Both are optional polish; the plan recommends adding them in 5c.

Open questions

  1. VHDX cache buffer placement. Two MAX_SECTOR_SIZE buffers are needed for VhdxState::init. Reusing the first two sector-sized chunks of CREATE_SCRATCH (which is unused during the backing-header lookup) is the simplest path; the alternative is reserving a dedicated VHDX scratch region in shared/lib.rs. Recommend: reuse CREATE_SCRATCH and document the lifetime constraint (lookup must complete before plan_*).

  2. What if the user passes -F vhdx but the file isn't actually vhdx? Phase 2e currently uses detect_format_from_header on the first sector, ignoring the user-supplied -F hint entirely. That's actually a defensible policy — auto-detect is more reliable than user input. Recommend: keep auto-detect; treat -F purely as a hint for the metadata embed and as the "without -F we refuse to open" gate. Document this asymmetry in docs/quirks.md when phase 11 ships the docs.

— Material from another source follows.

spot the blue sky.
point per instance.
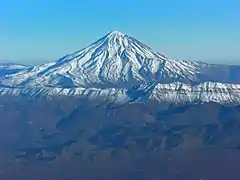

  3. VMDK parentCID for non-vmdk backings. If a user does instar create -f vmdk -b parent.qcow2 -F qcow2 child.vmdk, parentCID has no source. Recommend: use the existing sentinel (deadbeef) and document the limitation. Most vmdk-with-qcow2-backing setups don't exist in practice.

  4. Error-code additions vs. better messages on existing codes. Adding new codes means a CallTable ABI bump (ERROR_* constants are exposed through the create guest's CreateResult). Better messages on the existing codes require no ABI change. Recommend: the two new codes proposed (FORMAT_UNSUPPORTED, SIZE_TOO_LARGE) are worth the ABI churn because they let the host render distinct actionable messages. The shared crate's CreateResult struct doesn't change shape — only the constant set expands.

  5. Backing-chain non-recursion test setup. Building a three-level chain (grandparent -> parent -> child) requires either pre-built test fixtures or the test creating all three at runtime via repeated instar create calls. Recommend: the test creates all three at runtime in a tempfile.TemporaryDirectory(). Adds a few hundred ms to the smoke set but stays hermetic.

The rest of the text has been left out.